Pragmatically, I would use Emacs org-mode to write a master document and 'tangle' the SQL DDL, LaTeX and HTML documentation out of the single source. The advantage is that it's very simple to do (and org-mode is included in Emacs 23).
First ensure that SQL is enabled for org-mode, in the .emacs file:
(org-babel-do-load-languages 'org-babel-load-languages
'((dot . t) ; Graphviz dot
(sh . t)
(python . t)
(perl . t)
(ruby . t)
(R . t)
(sql . t))) ; add this pair if necessary
Here's the text input:
* My example schema
Schema overview goes here.
** Organism table
Explain the purpose of the 'organism' table.
#+begin_src sql :tangle schema.ddl :comments org
CREATE TABLE organism (
id INTEGER PRIMARY KEY,
taxid INTEGER NOT NULL,
name varchar(512) NOT NULL
);
#+end_src
** Chromosome table
Explain the purpose of the 'chromosome' table.
#+begin_src sql :tangle schema.ddl :comments org
CREATE TABLE chromosome (
id INTEGER PRIMARY KEY,
name varchar(128) NOT NULL,
length INTEGER NOT NULL
);
#+end_src
*** Organism constraint
Explain the purpose of a foreign key.
#+begin_src sql :tangle schema.ddl :comments org
ALTER TABLE chromosome ADD COLUMN organism INTEGER NOT NULL;
ALTER TABLE chromosome ADD CONSTRAINT chromosome_organism_fk \
FOREIGN KEY (organism) REFERENCES organism(id);
#+end_src
I can now generate the DDL (in this case, including docs as SQL comments), HTML and PDF via LaTeX. Since you get all the org-mode features, you can insert or generate other elements such as diagrams, cross-references and so on. Here's the DDL generated in the schema.ddl file when running M-x org-babel-tangle.
-- Organism table
-- Explain the purpose of the 'organism' table.
CREATE TABLE organism (
id INTEGER PRIMARY KEY,
taxid INTEGER NOT NULL,
name varchar(512) NOT NULL
);
-- ** Chromosome table
-- Explain the purpose of the 'chromosome' table.
CREATE TABLE chromosome (
id INTEGER PRIMARY KEY,
name varchar(128) NOT NULL,
length INTEGER NOT NULL
);
-- *** Organism constraint
-- Explain the purpose of a foreign key.
ALTER TABLE chromosome ADD COLUMN organism INTEGER NOT NULL;
ALTER TABLE chromosome ADD CONSTRAINT chromosome_organism_fk \
FOREIGN KEY (organism) REFERENCES organism(id);
You can also go the other way and include executable SQL queries in the org-mode file which insert their results back into that file when they are run (instead of producing source code as above). This way real examples and results may be merged back into the documentation source.

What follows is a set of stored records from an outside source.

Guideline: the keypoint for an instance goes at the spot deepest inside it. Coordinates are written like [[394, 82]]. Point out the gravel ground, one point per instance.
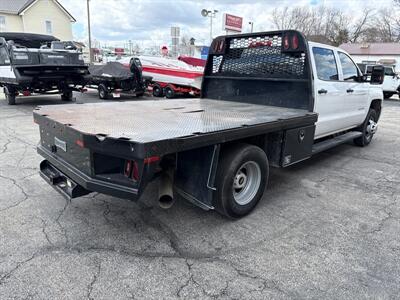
[[326, 228]]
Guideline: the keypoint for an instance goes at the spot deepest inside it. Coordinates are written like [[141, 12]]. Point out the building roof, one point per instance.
[[14, 6], [372, 48], [17, 7]]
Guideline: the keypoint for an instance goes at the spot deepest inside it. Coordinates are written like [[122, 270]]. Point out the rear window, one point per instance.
[[389, 72], [325, 63]]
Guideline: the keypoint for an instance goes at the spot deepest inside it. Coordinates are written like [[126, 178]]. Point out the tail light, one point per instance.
[[135, 171], [128, 168], [131, 170], [80, 143]]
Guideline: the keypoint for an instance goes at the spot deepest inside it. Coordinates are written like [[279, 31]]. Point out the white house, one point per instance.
[[375, 53], [36, 16]]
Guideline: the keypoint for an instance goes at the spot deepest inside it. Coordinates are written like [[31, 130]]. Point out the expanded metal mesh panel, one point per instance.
[[148, 121], [274, 41], [259, 57]]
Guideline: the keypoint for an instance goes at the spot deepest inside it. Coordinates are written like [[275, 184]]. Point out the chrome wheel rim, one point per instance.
[[246, 183]]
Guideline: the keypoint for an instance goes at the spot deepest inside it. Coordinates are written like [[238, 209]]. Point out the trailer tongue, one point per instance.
[[256, 99]]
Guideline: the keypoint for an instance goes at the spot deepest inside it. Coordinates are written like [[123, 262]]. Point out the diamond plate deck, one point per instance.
[[150, 121]]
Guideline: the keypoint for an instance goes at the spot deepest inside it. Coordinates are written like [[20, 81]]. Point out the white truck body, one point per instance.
[[347, 101]]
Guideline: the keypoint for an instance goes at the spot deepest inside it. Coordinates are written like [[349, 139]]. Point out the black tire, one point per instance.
[[365, 128], [67, 96], [158, 91], [230, 168], [10, 94], [169, 92], [103, 91]]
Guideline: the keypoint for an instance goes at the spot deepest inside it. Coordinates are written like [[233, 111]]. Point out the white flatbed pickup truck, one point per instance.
[[267, 99]]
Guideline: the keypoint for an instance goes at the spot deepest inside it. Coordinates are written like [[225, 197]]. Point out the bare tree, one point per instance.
[[362, 25]]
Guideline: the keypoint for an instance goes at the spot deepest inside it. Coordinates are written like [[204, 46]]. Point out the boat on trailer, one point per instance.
[[172, 76]]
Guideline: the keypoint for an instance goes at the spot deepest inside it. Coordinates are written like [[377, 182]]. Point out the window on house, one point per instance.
[[49, 27], [2, 23]]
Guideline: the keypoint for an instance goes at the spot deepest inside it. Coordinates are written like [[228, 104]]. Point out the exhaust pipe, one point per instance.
[[165, 190]]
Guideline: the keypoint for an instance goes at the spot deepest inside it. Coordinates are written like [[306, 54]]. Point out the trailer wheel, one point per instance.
[[103, 91], [66, 96], [10, 95], [368, 129], [169, 92], [241, 179], [157, 90]]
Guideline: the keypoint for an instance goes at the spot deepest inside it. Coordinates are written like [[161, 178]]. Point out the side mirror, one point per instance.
[[377, 75]]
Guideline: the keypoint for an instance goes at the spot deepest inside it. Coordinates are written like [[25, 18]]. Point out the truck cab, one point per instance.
[[342, 95]]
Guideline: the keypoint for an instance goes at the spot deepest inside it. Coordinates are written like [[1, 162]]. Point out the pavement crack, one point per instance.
[[149, 219], [93, 282], [18, 266], [5, 147]]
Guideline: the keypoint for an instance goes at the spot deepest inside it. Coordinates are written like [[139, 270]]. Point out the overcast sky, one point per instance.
[[148, 22]]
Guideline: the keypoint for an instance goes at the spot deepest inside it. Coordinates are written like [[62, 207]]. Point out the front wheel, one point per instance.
[[241, 179], [368, 129], [67, 96], [387, 95], [10, 94], [158, 90]]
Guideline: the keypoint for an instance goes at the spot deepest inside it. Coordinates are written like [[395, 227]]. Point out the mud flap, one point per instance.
[[195, 175], [60, 182]]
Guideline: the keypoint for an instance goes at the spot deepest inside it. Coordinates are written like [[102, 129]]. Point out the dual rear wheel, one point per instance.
[[240, 180]]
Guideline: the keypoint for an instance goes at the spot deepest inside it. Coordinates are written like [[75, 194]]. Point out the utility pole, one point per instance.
[[89, 34], [251, 28], [211, 14]]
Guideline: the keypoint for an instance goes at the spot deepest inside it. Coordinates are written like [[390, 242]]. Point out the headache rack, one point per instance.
[[268, 68]]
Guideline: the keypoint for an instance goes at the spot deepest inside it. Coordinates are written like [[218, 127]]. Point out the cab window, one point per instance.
[[350, 71], [325, 63], [389, 72], [4, 59]]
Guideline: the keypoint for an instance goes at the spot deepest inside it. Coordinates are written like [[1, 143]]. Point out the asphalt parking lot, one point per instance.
[[326, 228]]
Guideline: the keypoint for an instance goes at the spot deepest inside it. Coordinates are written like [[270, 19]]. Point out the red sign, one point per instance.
[[119, 50], [233, 23]]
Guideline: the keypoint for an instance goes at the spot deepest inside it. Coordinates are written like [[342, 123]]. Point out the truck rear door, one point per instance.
[[355, 92], [327, 90]]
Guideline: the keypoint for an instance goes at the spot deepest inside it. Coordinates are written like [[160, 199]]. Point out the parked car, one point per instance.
[[216, 151]]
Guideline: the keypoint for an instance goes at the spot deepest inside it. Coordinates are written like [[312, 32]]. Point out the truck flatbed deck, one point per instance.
[[152, 121]]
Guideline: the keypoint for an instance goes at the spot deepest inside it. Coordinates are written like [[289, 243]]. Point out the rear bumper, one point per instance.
[[72, 183]]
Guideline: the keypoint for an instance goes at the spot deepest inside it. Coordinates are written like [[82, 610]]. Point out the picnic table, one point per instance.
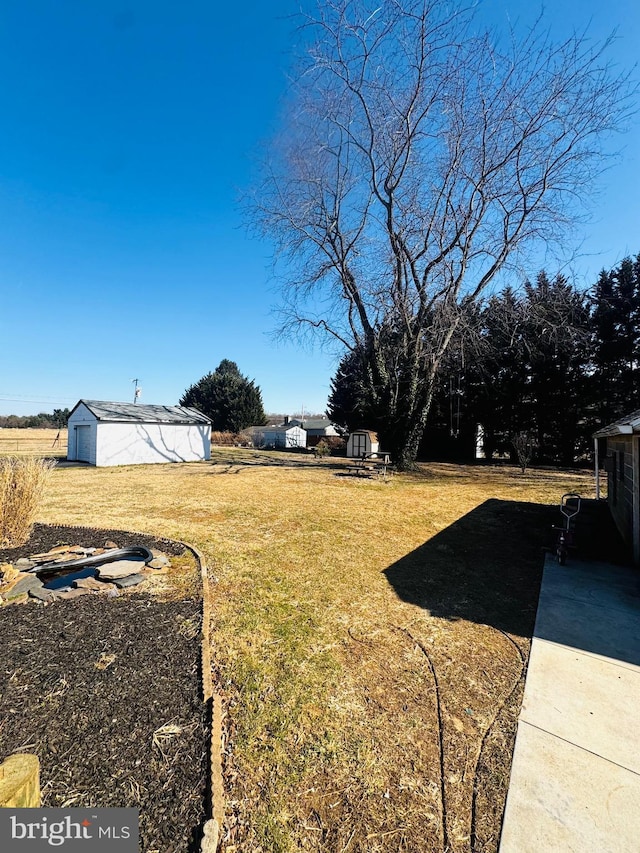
[[373, 462]]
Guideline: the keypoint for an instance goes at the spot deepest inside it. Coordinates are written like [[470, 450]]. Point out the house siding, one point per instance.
[[622, 484]]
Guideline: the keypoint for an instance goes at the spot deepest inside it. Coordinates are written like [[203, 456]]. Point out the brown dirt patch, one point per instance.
[[89, 684]]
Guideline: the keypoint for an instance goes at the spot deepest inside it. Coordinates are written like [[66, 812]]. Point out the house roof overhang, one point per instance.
[[629, 425]]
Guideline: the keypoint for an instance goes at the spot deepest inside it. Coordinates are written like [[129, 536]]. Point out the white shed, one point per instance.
[[132, 434], [362, 441], [286, 437]]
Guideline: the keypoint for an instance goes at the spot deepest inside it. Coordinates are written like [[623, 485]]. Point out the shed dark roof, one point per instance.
[[627, 425], [142, 413]]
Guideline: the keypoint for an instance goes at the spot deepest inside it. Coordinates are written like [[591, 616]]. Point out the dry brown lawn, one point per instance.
[[370, 637], [33, 442]]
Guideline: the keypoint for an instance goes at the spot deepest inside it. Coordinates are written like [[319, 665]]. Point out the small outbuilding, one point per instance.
[[362, 441], [622, 464], [103, 434], [316, 429], [285, 437]]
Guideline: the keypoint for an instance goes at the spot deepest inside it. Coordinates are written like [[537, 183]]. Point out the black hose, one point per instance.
[[108, 557]]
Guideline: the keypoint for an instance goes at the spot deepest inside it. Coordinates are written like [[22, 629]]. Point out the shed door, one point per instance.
[[83, 443]]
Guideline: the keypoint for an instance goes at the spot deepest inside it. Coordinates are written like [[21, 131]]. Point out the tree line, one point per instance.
[[420, 151], [549, 362], [56, 420]]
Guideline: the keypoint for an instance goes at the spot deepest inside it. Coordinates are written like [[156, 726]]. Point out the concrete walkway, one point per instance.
[[575, 779]]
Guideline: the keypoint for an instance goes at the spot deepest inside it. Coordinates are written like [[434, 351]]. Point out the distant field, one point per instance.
[[33, 442], [370, 638]]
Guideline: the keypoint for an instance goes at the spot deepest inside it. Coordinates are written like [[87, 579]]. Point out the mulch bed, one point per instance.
[[107, 693]]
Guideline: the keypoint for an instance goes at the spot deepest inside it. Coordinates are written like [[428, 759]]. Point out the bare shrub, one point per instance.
[[524, 445], [22, 482]]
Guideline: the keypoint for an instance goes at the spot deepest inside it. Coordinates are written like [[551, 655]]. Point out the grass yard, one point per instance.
[[370, 637], [34, 442]]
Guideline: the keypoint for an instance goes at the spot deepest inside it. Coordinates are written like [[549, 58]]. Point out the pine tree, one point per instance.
[[231, 400]]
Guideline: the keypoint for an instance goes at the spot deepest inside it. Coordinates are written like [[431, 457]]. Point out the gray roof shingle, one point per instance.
[[142, 413]]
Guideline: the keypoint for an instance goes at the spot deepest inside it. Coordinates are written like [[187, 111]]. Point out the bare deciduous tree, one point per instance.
[[418, 156]]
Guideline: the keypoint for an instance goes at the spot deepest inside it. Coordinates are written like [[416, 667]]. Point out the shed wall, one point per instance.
[[621, 483], [138, 444], [356, 441]]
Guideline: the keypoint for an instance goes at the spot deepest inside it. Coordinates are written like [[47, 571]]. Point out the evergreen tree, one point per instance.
[[231, 400], [615, 382]]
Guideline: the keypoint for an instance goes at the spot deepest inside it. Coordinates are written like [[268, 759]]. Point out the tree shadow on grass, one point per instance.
[[485, 568]]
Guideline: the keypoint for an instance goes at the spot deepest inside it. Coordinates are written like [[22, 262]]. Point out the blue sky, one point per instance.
[[127, 131]]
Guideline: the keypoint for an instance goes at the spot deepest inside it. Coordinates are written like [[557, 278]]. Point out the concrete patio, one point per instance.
[[575, 779]]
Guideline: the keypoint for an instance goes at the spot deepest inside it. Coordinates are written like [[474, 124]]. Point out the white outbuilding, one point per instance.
[[362, 441], [285, 437], [104, 434]]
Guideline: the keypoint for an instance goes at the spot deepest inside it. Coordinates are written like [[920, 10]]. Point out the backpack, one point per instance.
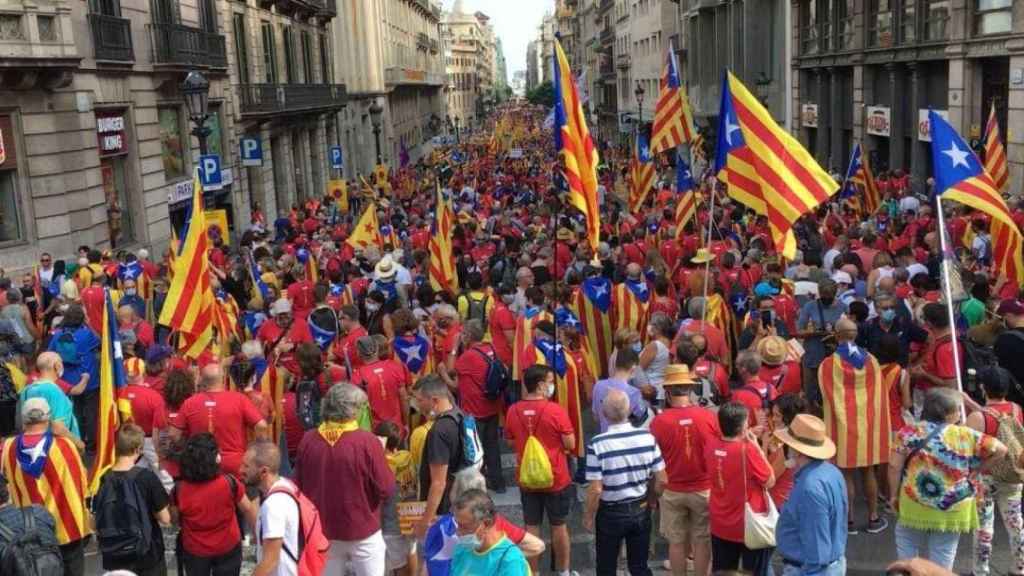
[[27, 554], [477, 309], [535, 467], [311, 556], [307, 397], [498, 379], [469, 438], [1010, 432], [67, 348], [124, 529]]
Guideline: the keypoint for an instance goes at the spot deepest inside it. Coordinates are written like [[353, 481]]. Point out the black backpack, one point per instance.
[[307, 397], [124, 527], [26, 553], [499, 378]]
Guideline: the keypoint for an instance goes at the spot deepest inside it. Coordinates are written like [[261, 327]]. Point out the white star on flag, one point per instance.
[[956, 155]]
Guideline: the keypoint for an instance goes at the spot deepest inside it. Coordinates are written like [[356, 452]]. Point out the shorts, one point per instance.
[[684, 516], [397, 549], [557, 505]]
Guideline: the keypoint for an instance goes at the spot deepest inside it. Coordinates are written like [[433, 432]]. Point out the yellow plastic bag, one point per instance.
[[535, 470]]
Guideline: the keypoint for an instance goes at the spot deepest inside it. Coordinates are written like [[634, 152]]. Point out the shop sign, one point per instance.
[[111, 131], [925, 127], [809, 116], [878, 122]]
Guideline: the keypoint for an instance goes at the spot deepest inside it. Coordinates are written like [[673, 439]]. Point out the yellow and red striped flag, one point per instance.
[[576, 147], [368, 230], [765, 167], [112, 380], [641, 173], [442, 275], [995, 154], [188, 306], [856, 407], [673, 118]]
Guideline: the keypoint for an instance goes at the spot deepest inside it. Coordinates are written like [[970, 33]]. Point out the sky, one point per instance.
[[515, 23]]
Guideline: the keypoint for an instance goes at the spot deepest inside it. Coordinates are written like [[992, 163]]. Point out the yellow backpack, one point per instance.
[[535, 469]]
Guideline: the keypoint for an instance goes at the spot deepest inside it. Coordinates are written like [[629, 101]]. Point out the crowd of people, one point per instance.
[[350, 415]]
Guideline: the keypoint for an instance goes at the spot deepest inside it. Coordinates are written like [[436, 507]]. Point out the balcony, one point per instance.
[[268, 99], [177, 45], [112, 38]]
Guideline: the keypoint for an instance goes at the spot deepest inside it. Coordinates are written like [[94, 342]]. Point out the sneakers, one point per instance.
[[877, 525]]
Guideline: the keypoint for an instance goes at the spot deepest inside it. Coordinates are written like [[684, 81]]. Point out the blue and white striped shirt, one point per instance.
[[624, 458]]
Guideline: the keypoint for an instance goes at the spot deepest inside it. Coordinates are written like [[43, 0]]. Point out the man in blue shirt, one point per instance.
[[811, 530]]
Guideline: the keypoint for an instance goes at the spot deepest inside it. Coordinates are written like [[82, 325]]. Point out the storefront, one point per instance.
[[114, 175]]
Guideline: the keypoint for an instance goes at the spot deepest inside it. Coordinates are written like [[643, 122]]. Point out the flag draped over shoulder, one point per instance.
[[576, 147], [593, 305], [673, 119], [765, 167], [368, 230], [442, 275], [188, 306], [641, 173], [112, 380], [960, 176], [856, 407], [859, 174], [995, 154]]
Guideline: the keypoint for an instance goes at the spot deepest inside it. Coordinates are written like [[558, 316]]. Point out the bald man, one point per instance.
[[856, 415]]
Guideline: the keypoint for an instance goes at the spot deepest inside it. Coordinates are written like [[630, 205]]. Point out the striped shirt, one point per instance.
[[624, 459]]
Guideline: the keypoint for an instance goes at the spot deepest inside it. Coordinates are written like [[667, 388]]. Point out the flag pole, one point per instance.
[[947, 294]]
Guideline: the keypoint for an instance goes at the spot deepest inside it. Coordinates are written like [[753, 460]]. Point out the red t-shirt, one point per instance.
[[146, 408], [471, 368], [502, 319], [681, 435], [227, 415], [728, 496], [207, 517], [754, 401], [549, 422], [383, 382]]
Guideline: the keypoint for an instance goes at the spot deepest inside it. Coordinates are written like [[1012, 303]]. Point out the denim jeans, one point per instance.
[[624, 522], [837, 568], [939, 547]]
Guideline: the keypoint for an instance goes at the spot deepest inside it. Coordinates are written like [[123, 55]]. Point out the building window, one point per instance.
[[172, 145], [10, 218], [241, 47], [269, 53], [993, 16], [936, 18], [880, 24]]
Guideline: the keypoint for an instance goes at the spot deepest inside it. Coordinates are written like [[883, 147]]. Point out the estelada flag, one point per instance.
[[593, 304], [856, 407]]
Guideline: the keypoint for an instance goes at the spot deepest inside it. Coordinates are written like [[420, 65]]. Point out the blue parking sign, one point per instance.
[[252, 151], [209, 172]]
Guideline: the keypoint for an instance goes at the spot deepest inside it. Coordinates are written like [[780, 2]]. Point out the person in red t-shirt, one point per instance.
[[208, 502], [739, 475], [226, 414], [682, 430], [536, 415], [756, 394], [384, 384]]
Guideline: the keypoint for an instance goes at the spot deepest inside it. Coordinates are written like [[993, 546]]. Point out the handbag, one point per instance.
[[759, 528]]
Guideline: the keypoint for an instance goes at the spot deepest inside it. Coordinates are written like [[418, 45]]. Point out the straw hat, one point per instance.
[[677, 375], [772, 350], [807, 436], [702, 256]]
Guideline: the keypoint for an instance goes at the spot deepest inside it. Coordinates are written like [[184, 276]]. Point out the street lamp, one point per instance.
[[197, 91], [639, 94], [376, 111]]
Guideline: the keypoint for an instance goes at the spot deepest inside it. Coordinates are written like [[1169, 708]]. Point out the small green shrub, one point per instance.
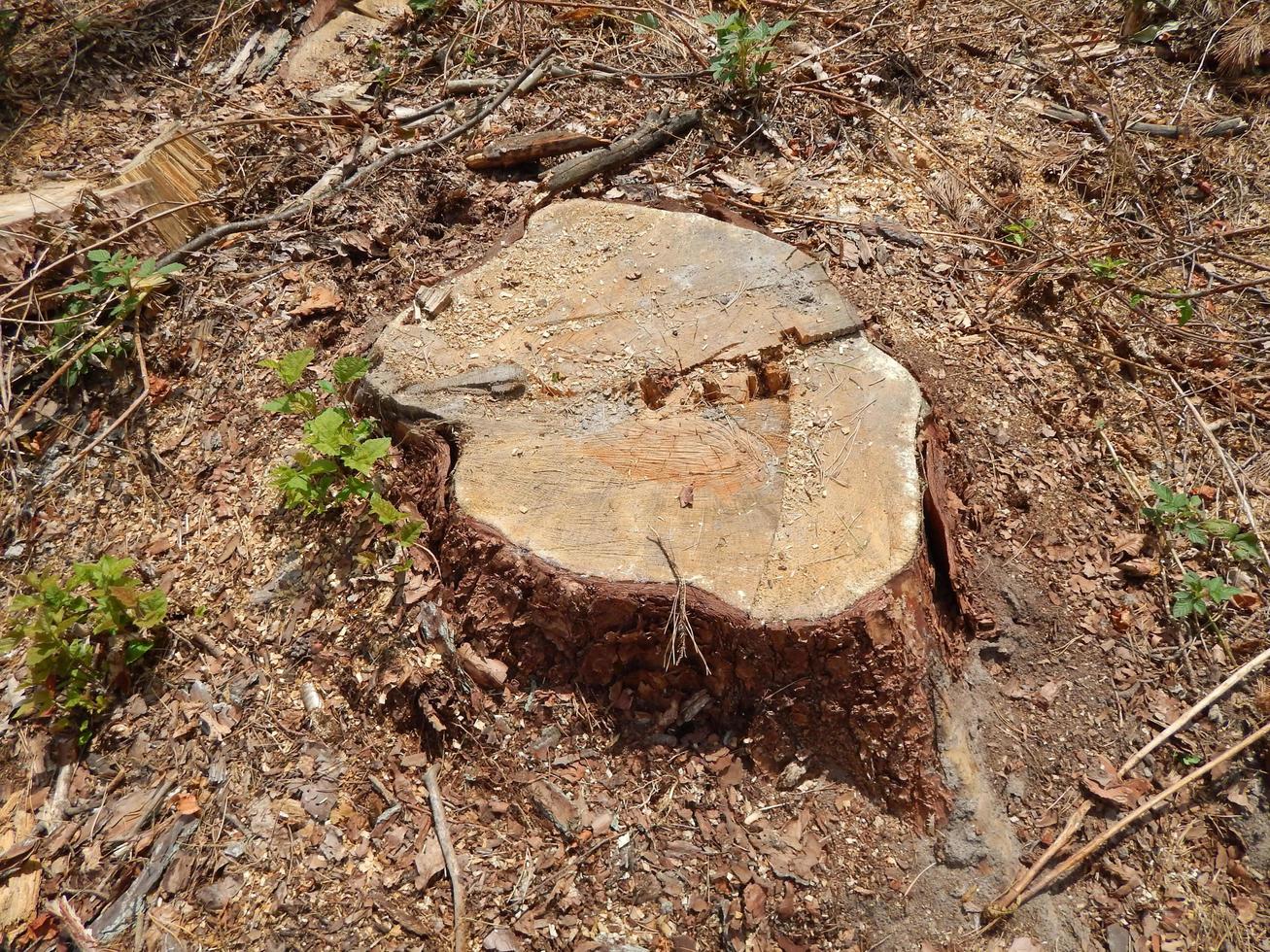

Are there tools available that apply this idea?
I understand that, I've used Protege a lot. Ontology development is a specialised skill - if you're recommending this approach, I hope that I wouldn't have to first devise and test an ontology, then write a tool to map my relational model to OWL (or whatever) and then write a rendering tool to give human-readable documentation (in this case).
No, you don't. Ontologies can be complex, using upper ontologies, etc. But despite what some want people to believe, the can be small, simple, and just reflecting your schema. In fact, that is what it recommended by people in the Health Care and Life Sciences working group for the adoption of semantic web technologies (like OWL). KISS is perfectly fine in RDF. Just look at FOAF, or the RDF used by Google and Yahoo to enrich search results.
Well strictly speaking, RDF is completely schemaless and DOES NOT require ANY ontology....it just helps to find your way round...
The documentation of what is what in the relational database is done via an ontology, e.g. tables would be classes, rows could be instances or subclasses, and columns are predicates. There are many tools availale, Protege would be the best know to define the ontology used to describe the database schema.
Do you express the semantics of your RDB schema as a specialised ontology (created e.g. with Protege) and then use that to generate your SQL DDL and accompanying documentation? Perhaps I should open this as a question...
I added a very basic approach in my answer.
I added a very basic approach in my answer. No need for Protege, but some people like GUIs. The example is, in fact, not using OWL, but merely RDF Schema.
Thanks for your patience. That's a lot clearer to me now.
My apologies for being too brief to start with :)
Oh, also added a link to the D2RQ tool (first paragraph) which my might find interesting.
Yes, important point. RDF gives flexibility here.